What This Means Outside the United States
For users and developers in South Asia, the Kalshi battles carry a pointed lesson: federal regulation does not guarantee frictionless access. Kalshi announced expansion into more than 140 countries in October 2025, explicitly naming India and China in that push. Indian regulators have moved in the opposite direction. The Promotion and Regulation of Online Gaming Act, passed in 2025, classifies prediction markets as illegal online money games, and the Ministry of Electronics and Information Technology has directed internet service providers to block platforms including Polymarket. The Act had not yet been formally notified and was therefore not yet in force as of early 2026, and it faces a pending Supreme Court constitutional challenge, meaning India's regulatory posture is considerably less settled than it may appear to outside observers. Kalshi's Indian user base exists largely through VPN workarounds. The U.S. situation underscores that even a CFTC-designated exchange can face sudden access cutoffs, a risk Indian developers building on prediction market infrastructure should model into their planning.

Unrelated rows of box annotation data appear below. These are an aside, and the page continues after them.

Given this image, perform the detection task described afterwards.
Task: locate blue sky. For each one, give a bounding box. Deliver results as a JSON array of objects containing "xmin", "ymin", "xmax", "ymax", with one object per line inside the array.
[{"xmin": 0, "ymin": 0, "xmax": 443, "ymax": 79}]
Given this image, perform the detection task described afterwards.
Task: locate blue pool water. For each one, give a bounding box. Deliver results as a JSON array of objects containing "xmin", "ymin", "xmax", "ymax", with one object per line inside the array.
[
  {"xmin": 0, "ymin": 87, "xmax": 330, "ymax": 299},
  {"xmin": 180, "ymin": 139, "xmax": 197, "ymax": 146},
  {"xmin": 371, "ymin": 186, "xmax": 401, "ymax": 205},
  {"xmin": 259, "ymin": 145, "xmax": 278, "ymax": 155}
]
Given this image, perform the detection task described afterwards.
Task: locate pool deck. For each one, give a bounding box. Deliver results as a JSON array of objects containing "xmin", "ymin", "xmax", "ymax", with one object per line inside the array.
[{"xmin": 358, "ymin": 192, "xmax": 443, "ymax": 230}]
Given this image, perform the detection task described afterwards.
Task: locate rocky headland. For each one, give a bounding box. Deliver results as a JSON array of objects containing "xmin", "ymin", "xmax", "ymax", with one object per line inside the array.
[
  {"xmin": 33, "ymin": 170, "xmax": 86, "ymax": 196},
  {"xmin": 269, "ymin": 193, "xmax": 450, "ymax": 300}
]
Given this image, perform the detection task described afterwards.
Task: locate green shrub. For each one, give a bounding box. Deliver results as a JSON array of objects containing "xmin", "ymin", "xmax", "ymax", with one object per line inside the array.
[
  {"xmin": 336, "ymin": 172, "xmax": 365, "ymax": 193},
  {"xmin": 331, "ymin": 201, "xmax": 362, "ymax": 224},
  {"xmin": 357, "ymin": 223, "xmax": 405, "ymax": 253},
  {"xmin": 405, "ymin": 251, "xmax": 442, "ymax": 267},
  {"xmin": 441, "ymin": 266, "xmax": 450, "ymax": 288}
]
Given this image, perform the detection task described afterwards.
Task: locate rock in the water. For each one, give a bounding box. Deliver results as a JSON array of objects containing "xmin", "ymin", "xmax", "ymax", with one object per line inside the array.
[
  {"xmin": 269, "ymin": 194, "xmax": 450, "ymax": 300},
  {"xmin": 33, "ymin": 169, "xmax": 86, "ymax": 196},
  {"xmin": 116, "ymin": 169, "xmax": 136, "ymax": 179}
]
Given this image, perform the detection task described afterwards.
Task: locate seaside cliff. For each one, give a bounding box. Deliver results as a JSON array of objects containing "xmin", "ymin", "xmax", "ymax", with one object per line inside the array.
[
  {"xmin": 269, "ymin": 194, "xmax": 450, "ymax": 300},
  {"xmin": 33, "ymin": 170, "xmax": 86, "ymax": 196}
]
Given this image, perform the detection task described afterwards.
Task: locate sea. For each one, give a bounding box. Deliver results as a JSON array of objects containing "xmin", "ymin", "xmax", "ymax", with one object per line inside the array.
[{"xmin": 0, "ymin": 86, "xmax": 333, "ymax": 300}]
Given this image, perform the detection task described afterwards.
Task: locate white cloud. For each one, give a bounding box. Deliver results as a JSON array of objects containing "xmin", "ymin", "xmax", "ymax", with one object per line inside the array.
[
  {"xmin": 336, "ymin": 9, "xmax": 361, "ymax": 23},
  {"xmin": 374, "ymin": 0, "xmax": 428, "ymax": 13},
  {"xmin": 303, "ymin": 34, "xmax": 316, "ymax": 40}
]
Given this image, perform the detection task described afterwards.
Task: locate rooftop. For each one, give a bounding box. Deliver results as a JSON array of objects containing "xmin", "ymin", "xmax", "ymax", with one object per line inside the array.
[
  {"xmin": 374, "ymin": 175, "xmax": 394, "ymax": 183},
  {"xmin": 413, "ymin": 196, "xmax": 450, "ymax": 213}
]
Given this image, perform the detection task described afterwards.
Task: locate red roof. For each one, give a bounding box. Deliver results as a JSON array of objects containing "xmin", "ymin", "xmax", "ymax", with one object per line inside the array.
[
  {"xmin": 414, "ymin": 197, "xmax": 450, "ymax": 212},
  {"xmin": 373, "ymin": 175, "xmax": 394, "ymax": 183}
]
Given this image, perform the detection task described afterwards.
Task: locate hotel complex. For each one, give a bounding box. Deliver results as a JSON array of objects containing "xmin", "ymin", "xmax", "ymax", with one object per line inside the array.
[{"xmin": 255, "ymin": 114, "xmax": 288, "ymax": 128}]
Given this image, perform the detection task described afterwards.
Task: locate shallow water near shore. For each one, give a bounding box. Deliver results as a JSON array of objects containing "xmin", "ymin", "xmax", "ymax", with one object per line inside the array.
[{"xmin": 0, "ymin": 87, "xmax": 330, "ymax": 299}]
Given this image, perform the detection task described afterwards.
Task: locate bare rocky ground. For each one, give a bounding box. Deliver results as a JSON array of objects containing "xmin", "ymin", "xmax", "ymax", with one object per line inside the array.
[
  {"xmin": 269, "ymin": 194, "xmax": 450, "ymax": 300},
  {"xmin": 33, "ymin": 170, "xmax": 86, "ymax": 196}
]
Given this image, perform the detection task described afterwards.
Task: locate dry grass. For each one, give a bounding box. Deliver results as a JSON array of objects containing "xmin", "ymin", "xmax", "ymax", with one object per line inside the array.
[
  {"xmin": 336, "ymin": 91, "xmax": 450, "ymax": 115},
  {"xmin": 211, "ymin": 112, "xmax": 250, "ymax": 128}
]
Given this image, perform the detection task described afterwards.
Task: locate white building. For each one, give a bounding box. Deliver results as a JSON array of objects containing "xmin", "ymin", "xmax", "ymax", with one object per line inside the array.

In Africa, the picture is different but equally uncertain. Prediction market volumes globally grew roughly 130-fold between early 2024 and the end of 2025, reaching $44 billion. African regulators have no coordinated framework in place. Liberia is an outlier: its National Lottery Authority has formally authorized prediction markets, creating a potential entry point for licensed operators. But in markets like Ghana, Kenya, Nigeria, and South Africa, the absence of clear rules creates serious consumer protection concerns that go well beyond regulatory inconvenience. In Ghana, research shows that 84 percent of young gamblers exhibit signs of problematic or moderate gambling behavior, 68.8 percent report clinical anxiety, and 43.6 percent suffer from depression. Youth gambling participation rates across Ghana, Kenya, and South Africa run between 71 and 83 percent, and Nigeria is among the countries actively considering a regulatory framework. The Nevada case is a practical illustration of what happens when gambling commissions and capital markets regulators fail to coordinate early enough.
The CFTC is expected to complete new rulemaking on event contracts in 2026, pursuing a four-part agenda that includes a joint SEC-CFTC interpretation framework. That agenda represents a reversal of the more cautious approach taken during the Biden administration and reflects the current commission's more permissive stance toward prediction markets. Whether CFTC rulemaking can preempt state authority remains precisely the contested legal question at the heart of all these cases, and analysts caution against treating the rulemaking process as a guaranteed resolution to the federal-state conflict. Until a clearer framework is in place, Kalshi and its users face a fragmented legal map with no reliable path to compliance across all jurisdictions.